People living in Atomic City are on day four without running water, after the city's second well broke last week.
The company that put in the wells said they are no longer under warranty, but council members argued it was a bad installation job.
The wells are only a few years old. One was renovated and the other constructed in 2009 as part of updating the city's entire water system.
Council members said it was badly needed, but what started as something to be excited about has become a disaster.
Water cooler conversation was anything but pleasant for the 25 or so residents of Atomic City Monday evening.
"It's just a bad inconvenience," said resident of four years, Thomas Roy, who called himself the new kid on the block.
No running water means Roy has to haul giant jugs down the street at least once a day to get water from a Snake River Sanitation truck.
Pointing at a dry faucet, Roy said, "I mean, we have nothing. See what we're living out of: water jugs."
Roy said you don't realize how much you need water until you don't have it.
Monday was the fourth day Roy and his wife couldn't do laundry or water their lawn.
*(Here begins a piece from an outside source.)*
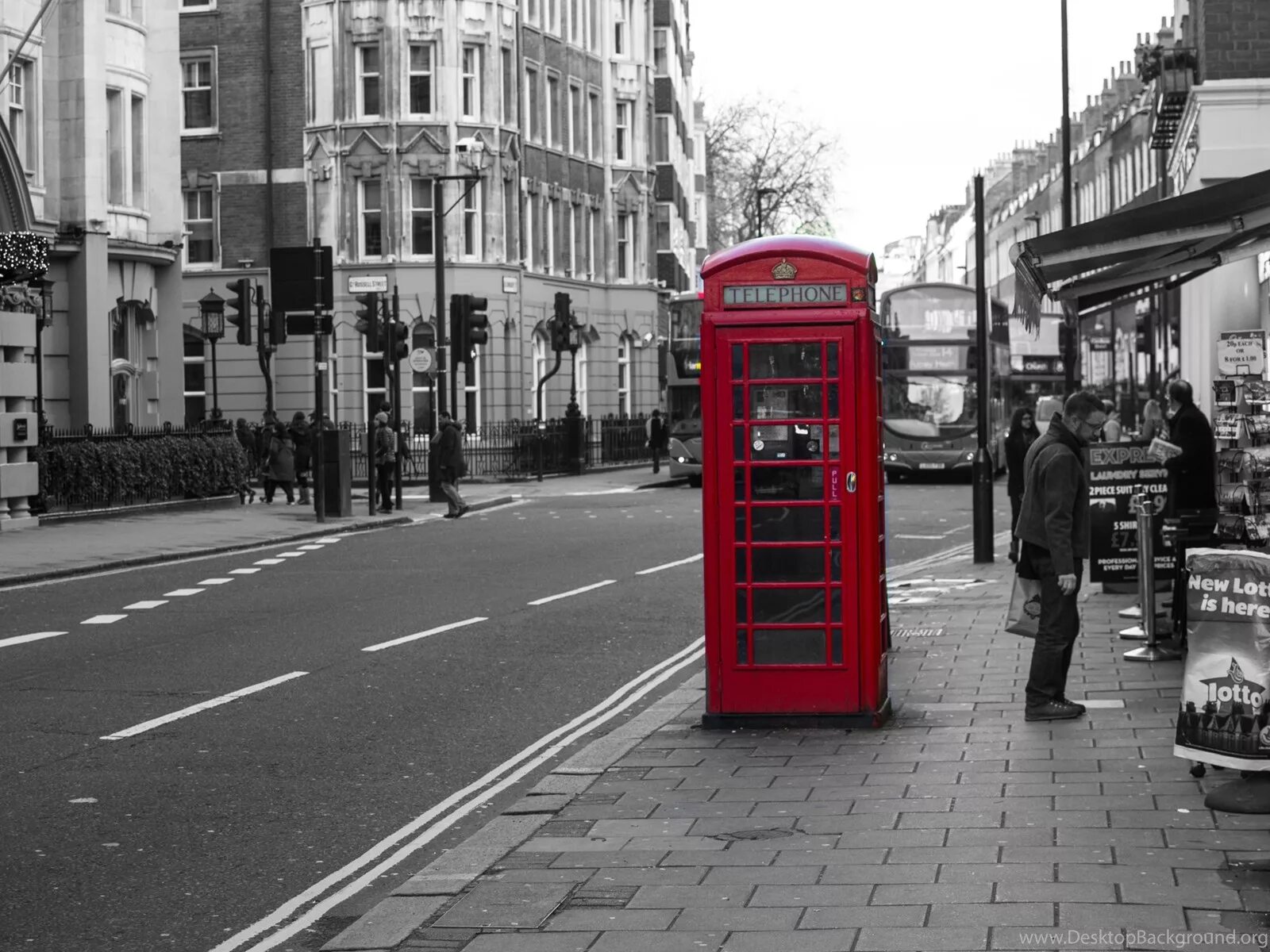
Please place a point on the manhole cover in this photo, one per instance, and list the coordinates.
(755, 835)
They said they have to pour water in the toilet to even use the restroom.
"It's affecting 26 families, families with kids," said Roy. "I mean, luckily my kids are just animals."
City council members said the trouble started when Atomic City got about a $1 million in loans from the Department of Environmental Quality and Rural Development to update the entire water system.
"It's been a total nightmare," said council member Dave Sonnenberg.
Sonnenberg said the first well broke three weeks ago, and then on Thursday, the second stopped working, too.
Sonnenberg said council members called Idaho Falls-based Pump Tech, which did the installation. He said when the company didn't do anything, the council found another contractor who said the wires weren't put in properly.
"From what we understand, they ultimately shorted out and burnt out the pump at the bottom," said Sonnenberg.
Sonnenberg isn't sure where the city goes from here. Neither is Roy. But they know they need water, and need it soon.
Sonnenberg said the city has successfully sued two contractors who worked on other parts of the overall project. He hopes Pump Tech will go out to Atomic City to take a look and accept some responsibility.
Our station talked to Pump Tech owner Barry Cazier by phone on Monday. He said the wells are off-warranty, and said when the city called for help weeks ago, he couldn't get back in touch with them.